Most people are born with two kidneys. They are placed on either side of the spine just above your waist. The kidneys remove waste from your body, produce hormones to help control blood pressure, and tell your bones when to make more red blood cells. If cancer cells begin to grow in the kidneys, they can cause kidney cancer.
The three most common types of kidney cancers are:
- Renal cell carcinoma. Renal cell carcinoma (another word for cancer) is the most common type of kidney cancer. About 9 out of 10 kidney cancers are renal cell carcinomas.
- Transitional cell carcinoma (urothelial carcinoma). This type of cancer starts in the renal pelvis. This is the area where the ureters meet the kidney. The ureters are the narrow tubes that take urine to the bladder.
- Wilms tumor (nephroblastoma). This is the most common tumor in children under five years old. Wilms tumors usually only happen in one kidney and can grow very large before they are noticed. Most are found before they spread to other parts of the body.
Wilms tumor and renal cell cancers form in the tiny tubules of the kidney. The tubules filter waste and make urine.
Some possible signs and symptoms of kidney cancer include:
- Blood in the urine
- Low back pain
- Mass (lump) on the abdomen (belly) or lower back
- Extreme tiredness (fatigue)
- Loss of appetite
- Unexplained weight loss
- Fever that doesn’t go away
If you have any of the symptoms listed above, contact your healthcare provider. These symptoms may also be caused by other medical conditions, so it is important to see your doctor.
It is not clear what causes kidney cancer. Certain risk factors increase the chances that a person will develop kidney cancer. Risk factors are anything that can increase your chances of getting a disease. Risk factors include:
- Having a family history of kidney cancer
- Having certain inherited medical conditions
- Carrying too much weight (obesity)
- Taking a lot of over-the-counter or prescription pain medicines over a long time
- High blood pressure
Having a risk factor, or several risk factors, does not mean that you will get kidney cancer.
To diagnose kidney cancer of kidney cancer, your doctor will ask about your medical history and do a physical exam. You will likely need tests to rule out other causes of your symptoms. The following tests may be used to confirm or rule out kidney cancer:
- Blood tests. These are done to look for certain substances in your blood.
- Urinalysis. This test is used to check the color of urine and can tell your doctor if red and white blood cells, sugar, and protein are present.
- Imaging tests.

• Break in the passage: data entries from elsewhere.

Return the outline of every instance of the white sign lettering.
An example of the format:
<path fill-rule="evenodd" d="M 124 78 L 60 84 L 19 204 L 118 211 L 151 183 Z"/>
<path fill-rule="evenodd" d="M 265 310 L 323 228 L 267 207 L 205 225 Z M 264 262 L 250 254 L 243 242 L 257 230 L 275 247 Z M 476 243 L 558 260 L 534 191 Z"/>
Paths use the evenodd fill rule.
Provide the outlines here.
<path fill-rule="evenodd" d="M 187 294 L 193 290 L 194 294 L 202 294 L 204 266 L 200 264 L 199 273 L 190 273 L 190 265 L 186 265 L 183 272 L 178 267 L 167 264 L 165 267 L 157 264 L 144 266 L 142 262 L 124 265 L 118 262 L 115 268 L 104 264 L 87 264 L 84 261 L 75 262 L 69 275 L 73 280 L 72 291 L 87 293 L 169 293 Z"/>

Ultrasound, CT (computed tomography), and MRI (magnetic resonance imaging) scans, or an IVP (intravenous pyelogram) may be done to take detailed images of your kidney and the area around it.
- Biopsy. Small pieces of tissue are taken from the kidney and surrounding tissue. They are examined under a microscope for signs of cancer.
If left untreated, kidney cancer can spread to other parts of the body. You will work with your cancer specialists to choose a treatment plan that’s best for you. When choosing a treatment plan, one of the most important factors is how far the cancer has grown or spread (referred to as the stage of the cancer). Depending on the stage, you may need a combination of different treatments.
- Surgery may be recommended to remove a tumor or cancer cells from the surrounding tissue.
- Chemotherapy [kee-moh-THER-uh-pee] is targeted drug therapy. Doctors use specific medicines to target your type and stage of cancer.
- Radiation therapy uses targeted x-rays to kill cancer cells.
- Immunotherapy (also called biologic therapy) is a way to boost your own cells to help fight cancer.
- Ablation and other therapies may be recommended if you are too sick to have surgery or chemotherapy.
There is no known way to prevent kidney cancer. However, maintaining a healthy weight, controlling high blood pressure, not smoking, and avoiding exposure to harsh chemicals may reduce your risk of developing kidney cancer.